The backyard and garden gates were thrown open, and people gathered round punchbowls holding colorful mxtures, or they posed along the gallery. It was like a receiving line of creativity on legs.

Out in the street, the gathering had swelled, the drummers played and people danced, even leaping up on top of a parked van to dance on the roof.

Soon, the masses converged at Dauphine and Clouet and, following bright circlets of fluttering ribbons, began to move uptown.

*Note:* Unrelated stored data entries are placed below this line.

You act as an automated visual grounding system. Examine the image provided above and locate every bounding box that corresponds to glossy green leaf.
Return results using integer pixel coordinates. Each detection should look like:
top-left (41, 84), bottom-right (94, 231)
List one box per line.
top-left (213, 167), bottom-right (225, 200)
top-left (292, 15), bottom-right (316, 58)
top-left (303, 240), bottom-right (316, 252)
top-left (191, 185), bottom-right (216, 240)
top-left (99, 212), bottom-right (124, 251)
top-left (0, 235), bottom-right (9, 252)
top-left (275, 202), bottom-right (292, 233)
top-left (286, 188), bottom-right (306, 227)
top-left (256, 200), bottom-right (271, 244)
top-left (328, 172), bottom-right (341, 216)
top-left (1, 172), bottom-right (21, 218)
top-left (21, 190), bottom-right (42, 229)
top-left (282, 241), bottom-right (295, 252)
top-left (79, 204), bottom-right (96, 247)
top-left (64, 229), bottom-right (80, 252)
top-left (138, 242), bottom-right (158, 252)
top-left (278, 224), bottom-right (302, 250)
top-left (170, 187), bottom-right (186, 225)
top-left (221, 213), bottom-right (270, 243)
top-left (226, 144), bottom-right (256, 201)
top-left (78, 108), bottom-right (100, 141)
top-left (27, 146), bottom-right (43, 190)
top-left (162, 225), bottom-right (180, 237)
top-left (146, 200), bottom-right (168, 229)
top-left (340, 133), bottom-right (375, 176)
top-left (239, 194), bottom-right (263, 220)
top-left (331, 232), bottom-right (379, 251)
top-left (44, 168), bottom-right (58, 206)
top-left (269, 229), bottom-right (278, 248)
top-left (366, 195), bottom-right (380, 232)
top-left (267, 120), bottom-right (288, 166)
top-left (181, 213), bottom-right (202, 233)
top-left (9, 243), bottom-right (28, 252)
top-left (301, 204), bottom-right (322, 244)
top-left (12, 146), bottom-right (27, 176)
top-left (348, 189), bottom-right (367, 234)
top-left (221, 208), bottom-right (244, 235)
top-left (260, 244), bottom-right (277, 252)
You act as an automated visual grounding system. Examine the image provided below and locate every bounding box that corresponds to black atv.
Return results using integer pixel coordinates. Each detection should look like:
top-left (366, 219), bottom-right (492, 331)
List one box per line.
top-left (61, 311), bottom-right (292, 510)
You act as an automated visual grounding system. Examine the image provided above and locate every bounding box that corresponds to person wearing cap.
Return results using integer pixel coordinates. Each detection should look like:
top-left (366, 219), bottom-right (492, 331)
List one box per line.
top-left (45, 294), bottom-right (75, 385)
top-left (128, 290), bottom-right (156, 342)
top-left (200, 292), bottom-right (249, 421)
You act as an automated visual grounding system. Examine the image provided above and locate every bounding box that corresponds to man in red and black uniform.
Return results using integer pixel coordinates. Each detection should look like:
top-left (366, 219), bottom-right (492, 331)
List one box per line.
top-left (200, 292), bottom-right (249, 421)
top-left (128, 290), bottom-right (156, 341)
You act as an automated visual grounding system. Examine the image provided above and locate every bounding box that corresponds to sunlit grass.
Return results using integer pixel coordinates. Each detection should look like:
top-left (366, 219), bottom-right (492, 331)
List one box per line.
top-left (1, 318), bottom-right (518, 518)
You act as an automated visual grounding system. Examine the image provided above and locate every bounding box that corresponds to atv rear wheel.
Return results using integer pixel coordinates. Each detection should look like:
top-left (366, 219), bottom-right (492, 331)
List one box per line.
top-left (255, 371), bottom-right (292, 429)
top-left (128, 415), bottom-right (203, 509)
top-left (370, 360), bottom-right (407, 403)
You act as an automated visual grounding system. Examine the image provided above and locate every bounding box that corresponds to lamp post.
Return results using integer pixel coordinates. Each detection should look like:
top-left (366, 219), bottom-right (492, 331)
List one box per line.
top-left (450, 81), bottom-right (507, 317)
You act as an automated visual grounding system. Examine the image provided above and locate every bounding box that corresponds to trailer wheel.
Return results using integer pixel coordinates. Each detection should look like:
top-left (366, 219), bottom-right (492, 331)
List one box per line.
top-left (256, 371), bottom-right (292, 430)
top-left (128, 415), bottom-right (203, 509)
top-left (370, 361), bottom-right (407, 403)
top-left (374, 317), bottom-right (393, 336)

We had other plans, however. We pressed through the crowds back to our car, and drove to the Treme, hoping to find Mardi Gras Indians at the Backstreets Museum, or to catch the Zulu parade as it wove up Basin Street. We parked at St. Augustine Church,

No Indians yet, but members of the Northside Skull and Bones Gang were dancing on the front porch - among them, our good friend Ronald Lewis. Skull and Bones is another African-American tradition in New Orleans, one that dates back over 200 years.

Yakamein, or "ole sober"
This was a good stop to get some food in our bellies, with yakamein and red beans and rice, and to replenish our liquid refreshments.

Our friend Donna with Ronald Lewis
A gathering of ethnomusicologists
Here, to our delight, we encountered an old friend and his family - it was great to reconnect.

This was a great scene here, with music and food and drink. Only a few blocks away from the parade route for Zulu, it allowed folks to break away for a glimpse of that much bigger parade, and then return for some more relaxation.

Our little group split up, with some going to find Zulu. The two of us went, instead, in search of more adventure.. We set out to find the Mardi Gras Indians up "under the bridge," at Claiborne Avenue.

All on a Mardi Gras Day.


Anonymous said...

Great pics Glynis!!! Glad I got to see you briefly. Y'all are MG warriors!
From Becky

Carol Triebel said...

Great photos! I love the way you write--I feel as though I'm along side of you. I really enjoy your blog and hope you keep writing it!


Anonymous said...

Thanks for sharing a taste of the real Mardis Gras. We don't get to see anything but mob scenes and beads. So glad to have you on the street.